The Hawker P.1072 was the designation given to the single P.1040 Sea Hawk prototype when it was given an auxiliary rocket engine in an attempt to improve its take-off performance. Early trials with the Sea Hawk had showed that it was a promising naval fighter, but that its high take-off speed was a limitation when operation from fighters. Standard Rocket Assisted Take-Off gear could be used, but an alternative solution was to fit a rocket engine into the tail of the aircraft.
Hawkers had carried out some work on this idea in 1947, and it was suggested that a new P.1040 prototype should be built to test it out. Nothing was done about this idea, and so when the existing P.1040 (VP401) completed its part in the flight test programme it was decided to use that aircraft instead. After winning the SBAC Challenge Cup on 1 August 1949 with the Hawker test pilot T. S. Wade at the controls VP401 was returned to Hawkers, but a series of problems then delayed progress, and the rocket engine was not installed until June 1950.

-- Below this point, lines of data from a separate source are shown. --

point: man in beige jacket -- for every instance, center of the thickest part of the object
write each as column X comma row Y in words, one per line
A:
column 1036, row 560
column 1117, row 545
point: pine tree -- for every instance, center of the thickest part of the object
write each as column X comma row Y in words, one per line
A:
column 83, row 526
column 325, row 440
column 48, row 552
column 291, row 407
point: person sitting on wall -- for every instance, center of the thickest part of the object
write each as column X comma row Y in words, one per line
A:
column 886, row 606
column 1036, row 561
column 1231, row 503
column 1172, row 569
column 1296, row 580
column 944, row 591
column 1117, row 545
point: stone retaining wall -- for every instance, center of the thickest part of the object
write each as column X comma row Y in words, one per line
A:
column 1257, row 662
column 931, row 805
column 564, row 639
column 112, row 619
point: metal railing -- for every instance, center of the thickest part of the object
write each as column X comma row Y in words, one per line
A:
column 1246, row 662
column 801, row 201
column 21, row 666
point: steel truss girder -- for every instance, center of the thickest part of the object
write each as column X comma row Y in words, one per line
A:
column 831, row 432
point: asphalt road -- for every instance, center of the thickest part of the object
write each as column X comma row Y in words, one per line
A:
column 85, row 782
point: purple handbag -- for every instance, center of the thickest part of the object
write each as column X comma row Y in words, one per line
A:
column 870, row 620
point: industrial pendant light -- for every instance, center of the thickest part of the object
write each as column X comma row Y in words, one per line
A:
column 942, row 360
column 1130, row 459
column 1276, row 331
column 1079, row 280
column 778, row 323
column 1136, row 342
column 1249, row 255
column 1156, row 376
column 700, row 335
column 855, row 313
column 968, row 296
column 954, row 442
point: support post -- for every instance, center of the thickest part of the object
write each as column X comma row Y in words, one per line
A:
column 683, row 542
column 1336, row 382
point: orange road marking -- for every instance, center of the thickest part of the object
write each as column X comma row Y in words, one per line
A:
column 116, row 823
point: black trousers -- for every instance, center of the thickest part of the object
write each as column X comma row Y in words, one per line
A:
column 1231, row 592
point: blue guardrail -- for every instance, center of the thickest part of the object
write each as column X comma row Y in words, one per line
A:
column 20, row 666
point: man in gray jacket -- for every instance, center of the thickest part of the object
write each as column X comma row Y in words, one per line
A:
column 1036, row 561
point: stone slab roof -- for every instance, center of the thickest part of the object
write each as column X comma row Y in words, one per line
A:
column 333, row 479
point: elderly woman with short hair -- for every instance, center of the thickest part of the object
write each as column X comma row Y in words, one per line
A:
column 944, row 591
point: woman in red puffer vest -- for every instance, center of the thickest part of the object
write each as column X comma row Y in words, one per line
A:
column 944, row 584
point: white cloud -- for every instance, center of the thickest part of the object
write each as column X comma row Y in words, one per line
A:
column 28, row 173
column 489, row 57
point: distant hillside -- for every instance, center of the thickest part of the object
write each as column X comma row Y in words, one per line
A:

The rocket chosen was the Armstrong Siddeley Snarler liquid-fuel rocket. This was mounted in the lower part of the rear fuselage, with the rocket nozzle below the rudder. The wings were reinforced to carry the extra weight, the rudder was modified to maintain its size despite the bottom being cut out, and a large bullet fairing replaced the acorn at the junction of the tail plane and rudder. Jet fuel was reduced to 120 gallons while the rocket carried enough fuel for a 2min 45sec burn.
The P.1072 made its maiden flight on 20 November 1950, making it the first British high-performance manned rocket-powered aircraft to fly, the first British mixed-power prototype to fly, and rather surprisingly Hawker's first twin engined aircraft to take to the air! A total of six flights were carried out between November and January 1951, but on the last trip a minor explosion in a pressure gauge transmitter caused damage to the fairings around the rocket. The aircraft was repaired, but never flew again.
The test flights had mixed results. On the positive side the rate of climb was impressive, and it was calculated that the aircraft could have reached 50,000ft in 3.5 minutes. On the negative side that would have placed the unpressurised aircraft 10,000ft above its safe operating ceiling. The most significant problem was that the rocket was uncontrolled. Once fired, it quickly accelerated the aircraft towards its Mach limits, inducing buffet. The only way to lose this speed was to pull into a climb, which quickly brought the aircraft up to 40,000ft. The project was abandoned in favour of work into jet reheat.